Seperti pada saat ini terjadi pelemahan rupiah year to date sudah mencapai +/- 10 %, salah satu pelemahan terbesar selama pemerintahan Jokowinomics. Rupiah terus tertekan hingga menembus level psikologis Rp. 15.000. Ini menyebabkan pelaku usaha, pemerintah dan masyarakat khawatir akan menyebabkan krisis.
Peristiwa pelemahan rupiah ini pun menjadi topik utama media dengan berbagai ulasan yang tentunya dikupas dari berbagai perspektif. Tetapi, terlepas dari berbagai sudut pandang yang mengemuka di bebagai media, harus diakui bahwa jokowinomics lemah dalam mengantisipasi dan kordinasi dalam mempertahankan stabilitas nilai rupiah. Pemerintah harus mengakui kelemahan tersebut dan melakukan perbaikan serta koreksi yang diperlukan dengan cepat dan tepat.
Sebagaimana judul kalimat terakhir dari artikel ini, sejatinya dollar sedang melemah, karena di 2018 ini sampai dengan Juni saja, setelah sekian lama atau 6 tahun terakhir, Amerika mengalami inflasi yang cukup tinggi yaitu sebesar 2,9 %. Artinya di negeri asalnya nilai uang dollar relatif menurun terhadap nilai barang dan jasa, terjadi kenaikan harga -- harga barang dan jasa yang lebih cepat.
Inilah yang menyebabkan tidak semua mata uang negara -- negara melemah terhadap dollar, seperti mata uang negara berikut justru menguat terhadap dollar AS, yaitu: yen jepang, dollar australia, poundsterling inggris, franc swiss, dollar kanada bahkan peso mexico.
Sehingga, dengan demikian pemerintah tidak perlu lagi hanya bicara sebab eksternal untuk membela diri dengan mengatakan bahwa pelemahan nilai mata uang dialami oleh banyak negara, atau mengatakan ini semua karena kebijakan trump effect. Apalagi sampai mengatakan, ini disebabkan oleh menguatnya nilai mata uang dollar, membaiknya perekonomian AS, dan lain sebagainya hanya untuk menutupi kelalaian, kelemahan antisipasi dan kordinasi ekonomi dalam negeri.
Kalau cara berpikir dan bertindaknya seperti ini, saya menduga gelar profesor, phd, doktor, master ekonomi di dalam team ekonomi Jokowinomics tidak mencerminkan gelar -- gelar tersebut.

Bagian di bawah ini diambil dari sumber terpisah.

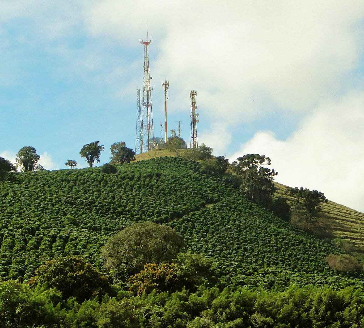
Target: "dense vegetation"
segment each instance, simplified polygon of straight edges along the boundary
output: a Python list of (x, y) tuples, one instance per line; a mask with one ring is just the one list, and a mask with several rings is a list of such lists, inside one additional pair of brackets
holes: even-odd
[[(243, 198), (231, 179), (208, 165), (162, 157), (112, 166), (116, 171), (104, 166), (25, 172), (0, 181), (0, 276), (18, 280), (0, 283), (0, 327), (364, 323), (364, 298), (355, 291), (363, 286), (360, 270), (340, 273), (328, 265), (351, 261), (337, 243), (306, 233)], [(134, 296), (125, 285), (112, 287), (103, 276), (108, 273), (102, 248), (110, 236), (145, 221), (173, 228), (184, 239), (185, 252), (209, 259), (217, 285), (203, 277), (191, 284), (182, 261), (148, 264), (128, 281)], [(50, 278), (48, 271), (68, 272), (57, 263), (78, 263), (62, 259), (69, 255), (82, 258), (79, 265), (102, 282), (81, 290), (87, 297), (60, 290), (62, 284)], [(70, 277), (79, 278), (76, 269), (70, 270)], [(162, 282), (146, 284), (146, 277)], [(175, 280), (174, 289), (168, 279)]]

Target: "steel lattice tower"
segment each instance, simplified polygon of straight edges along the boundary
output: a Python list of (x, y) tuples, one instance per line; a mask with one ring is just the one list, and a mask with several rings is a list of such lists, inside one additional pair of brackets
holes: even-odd
[(164, 142), (167, 142), (168, 139), (167, 133), (167, 99), (168, 99), (168, 89), (169, 88), (169, 82), (166, 80), (162, 82), (162, 85), (164, 89)]
[(135, 153), (144, 152), (142, 130), (142, 110), (140, 107), (140, 89), (136, 89), (136, 132), (135, 133)]
[(197, 93), (194, 90), (193, 90), (190, 94), (191, 97), (191, 141), (190, 143), (190, 148), (194, 150), (198, 148), (198, 142), (197, 141), (197, 130), (196, 127), (196, 124), (198, 123), (198, 120), (196, 120), (196, 118), (198, 116), (198, 113), (196, 113), (196, 110), (197, 106), (196, 106), (196, 101), (195, 97), (197, 94)]
[(148, 46), (151, 40), (140, 40), (144, 45), (144, 78), (143, 86), (143, 110), (142, 119), (142, 138), (144, 143), (142, 152), (150, 151), (154, 148), (154, 133), (153, 128), (153, 115), (152, 113), (152, 95), (151, 91), (153, 87), (150, 86), (151, 77), (149, 74), (149, 58)]

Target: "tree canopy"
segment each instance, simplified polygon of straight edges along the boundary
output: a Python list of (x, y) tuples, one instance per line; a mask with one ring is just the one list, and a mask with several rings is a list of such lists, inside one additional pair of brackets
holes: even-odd
[(86, 144), (81, 149), (80, 155), (82, 157), (85, 157), (88, 163), (88, 166), (92, 167), (96, 160), (98, 163), (100, 163), (100, 156), (102, 151), (105, 147), (99, 145), (100, 141), (94, 141), (90, 144)]
[(67, 161), (64, 163), (66, 166), (68, 166), (70, 168), (76, 167), (77, 166), (78, 162), (72, 160), (67, 160)]
[(112, 157), (110, 157), (111, 164), (122, 164), (130, 163), (135, 161), (135, 152), (132, 149), (128, 148), (124, 141), (115, 142), (110, 147)]
[(10, 161), (0, 157), (0, 178), (3, 177), (7, 173), (16, 171), (16, 168)]
[(247, 154), (238, 157), (233, 163), (240, 170), (257, 168), (258, 165), (270, 165), (270, 159), (265, 155), (259, 154)]
[(40, 156), (37, 154), (37, 151), (33, 147), (23, 147), (16, 154), (16, 166), (22, 171), (33, 172)]
[(179, 137), (170, 137), (166, 143), (166, 148), (175, 153), (176, 156), (179, 156), (181, 150), (183, 148), (185, 141)]
[(170, 262), (184, 245), (183, 238), (170, 227), (151, 222), (126, 227), (110, 237), (102, 250), (107, 268), (128, 276), (147, 263)]
[(109, 287), (106, 277), (91, 265), (75, 256), (49, 261), (40, 266), (35, 273), (31, 285), (41, 285), (44, 289), (56, 288), (62, 293), (64, 299), (74, 296), (82, 301)]

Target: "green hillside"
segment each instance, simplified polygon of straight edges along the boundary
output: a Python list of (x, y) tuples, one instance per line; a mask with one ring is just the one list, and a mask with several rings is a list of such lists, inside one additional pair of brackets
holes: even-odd
[(80, 255), (103, 270), (108, 236), (135, 222), (167, 224), (187, 251), (213, 259), (223, 282), (262, 289), (361, 286), (325, 258), (342, 251), (242, 199), (196, 162), (161, 157), (117, 167), (22, 173), (0, 183), (0, 276), (29, 279), (54, 258)]
[[(286, 186), (276, 182), (274, 184), (277, 194), (292, 200), (285, 193)], [(364, 213), (329, 200), (323, 203), (321, 207), (321, 215), (325, 220), (332, 238), (336, 239), (345, 251), (364, 259)]]

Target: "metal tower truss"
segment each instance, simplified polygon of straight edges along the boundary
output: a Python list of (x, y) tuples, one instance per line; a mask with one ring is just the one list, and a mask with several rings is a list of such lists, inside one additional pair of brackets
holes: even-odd
[(143, 105), (142, 118), (142, 139), (144, 143), (142, 152), (148, 151), (155, 147), (154, 133), (153, 128), (153, 115), (152, 112), (152, 95), (153, 87), (150, 86), (151, 77), (149, 74), (149, 59), (148, 46), (151, 40), (140, 40), (144, 45), (144, 78), (143, 79)]
[(168, 89), (169, 88), (169, 82), (166, 81), (162, 82), (162, 85), (164, 89), (164, 142), (166, 142), (168, 139), (167, 133), (167, 99), (168, 99)]
[(193, 90), (190, 94), (191, 97), (191, 141), (190, 148), (194, 150), (198, 148), (198, 142), (197, 141), (197, 130), (196, 124), (198, 123), (199, 120), (196, 119), (198, 117), (198, 113), (196, 113), (197, 106), (196, 105), (196, 100), (195, 97), (197, 95), (197, 93)]
[(140, 107), (140, 89), (136, 89), (136, 132), (135, 133), (135, 153), (144, 152), (142, 130), (142, 110)]

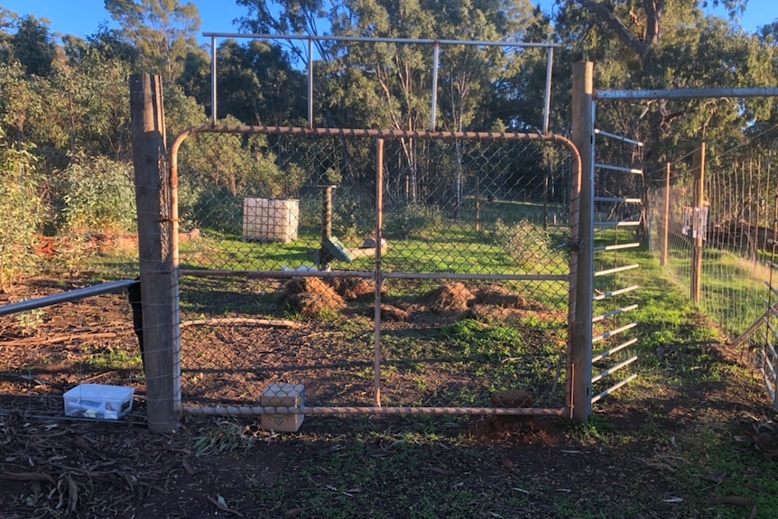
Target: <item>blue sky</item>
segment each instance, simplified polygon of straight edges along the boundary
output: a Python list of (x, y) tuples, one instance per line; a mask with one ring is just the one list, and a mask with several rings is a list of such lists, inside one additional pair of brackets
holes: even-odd
[[(540, 0), (540, 3), (544, 9), (550, 9), (553, 0)], [(245, 9), (236, 5), (233, 0), (194, 0), (194, 4), (199, 9), (202, 31), (207, 32), (236, 32), (237, 28), (232, 22), (245, 14)], [(113, 23), (103, 0), (3, 0), (2, 6), (18, 14), (48, 18), (51, 32), (62, 34), (83, 37), (94, 33), (101, 23), (108, 23), (109, 26)], [(709, 12), (721, 14), (712, 9)], [(755, 31), (776, 18), (776, 0), (749, 0), (742, 24), (746, 31)], [(201, 42), (206, 42), (206, 40), (201, 39)]]

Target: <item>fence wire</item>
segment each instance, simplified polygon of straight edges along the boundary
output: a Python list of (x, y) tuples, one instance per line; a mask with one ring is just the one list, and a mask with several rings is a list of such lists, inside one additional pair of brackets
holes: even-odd
[(746, 149), (721, 155), (715, 148), (709, 152), (704, 202), (697, 210), (689, 161), (672, 164), (669, 190), (667, 187), (649, 190), (652, 251), (662, 254), (666, 205), (666, 268), (691, 295), (692, 239), (695, 233), (701, 233), (699, 309), (733, 338), (759, 322), (767, 308), (778, 188), (768, 152), (755, 140)]
[(562, 407), (566, 149), (260, 140), (264, 177), (181, 161), (185, 406)]

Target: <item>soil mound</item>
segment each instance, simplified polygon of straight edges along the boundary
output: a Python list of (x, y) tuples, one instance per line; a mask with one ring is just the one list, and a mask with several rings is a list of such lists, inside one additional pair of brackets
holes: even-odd
[(468, 304), (475, 298), (461, 283), (446, 283), (429, 295), (429, 308), (432, 311), (467, 311)]
[(293, 279), (286, 283), (289, 304), (305, 317), (346, 308), (346, 301), (318, 277)]

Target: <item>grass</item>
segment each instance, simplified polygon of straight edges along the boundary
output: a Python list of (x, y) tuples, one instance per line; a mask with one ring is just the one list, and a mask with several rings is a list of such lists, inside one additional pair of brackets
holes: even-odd
[[(468, 432), (462, 418), (309, 418), (315, 423), (310, 431), (303, 426), (298, 433), (260, 439), (291, 457), (288, 469), (244, 498), (270, 516), (325, 519), (747, 516), (750, 507), (715, 501), (734, 496), (753, 502), (758, 517), (778, 516), (778, 463), (760, 455), (748, 436), (749, 428), (776, 420), (764, 403), (761, 380), (722, 354), (718, 327), (646, 251), (633, 251), (624, 261), (641, 268), (610, 282), (641, 289), (613, 304), (638, 305), (628, 319), (639, 323), (630, 333), (640, 340), (617, 360), (638, 355), (628, 371), (639, 378), (597, 403), (588, 422), (551, 421), (546, 427), (558, 431), (555, 438), (537, 446), (532, 433)], [(469, 369), (456, 355), (482, 358), (476, 375), (493, 386), (540, 374), (547, 379), (551, 366), (533, 365), (532, 356), (518, 366), (504, 362), (532, 348), (559, 348), (543, 351), (546, 357), (563, 351), (563, 337), (556, 346), (539, 347), (533, 336), (539, 324), (466, 320), (387, 333), (384, 375), (406, 370), (412, 384), (425, 390), (423, 360), (431, 350), (449, 348), (447, 369)], [(472, 388), (448, 391), (458, 402), (481, 398)], [(637, 418), (623, 418), (627, 411)], [(253, 448), (246, 456), (254, 456)], [(244, 455), (235, 449), (236, 456)]]

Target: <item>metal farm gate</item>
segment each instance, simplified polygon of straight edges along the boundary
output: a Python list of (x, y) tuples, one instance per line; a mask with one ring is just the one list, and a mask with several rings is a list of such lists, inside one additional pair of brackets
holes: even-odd
[(174, 245), (184, 413), (570, 414), (570, 141), (202, 126), (174, 200), (202, 134), (262, 136), (290, 188), (172, 208), (224, 229)]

Ada tidak ada mereka, atau siapapun yang mengisi team ekonomi dari setiap pemerintahan yang ada hanya doing job as usual alias auto pilot.
Funny and dumb, mempersalahkan atau mengomentari sesuatu yang buruk dialami dari sesuatu yang tidak bisa dikontrol. Dengan kata lain, analoginya anda mengalami tirisan/rembesan air hujan masuk ke dalam rumah anda pada saat musim hujan, menyebabkan seluruh lantai rumah dan barang-barang anda basah, terendam air dan tentu merusak barang -- barang yang tidak tahan kena air.
Kemudian, anda mempermasalahkan penyebabnya adalah awan yang gelap dan terjadinya hujan, tanpa sedikit pun bicara bahwa anda lalai memperbaiki atap yang bocor, ventilasi yang tidak berkanopi, dan hal -- hal yang berpotensi masuknya air hujan ke dalam rumah anda.
Sehingga tidak kesatria, tidak jujur, tidak cerdas, jika alasan -- alasan seperti ini terus -- menerus dikemukakan. Pemerintah memiliki semua instrumen yang diperlukan untuk mengatasi, merespon segala bentuk permasalahan ekonomi yang wujud.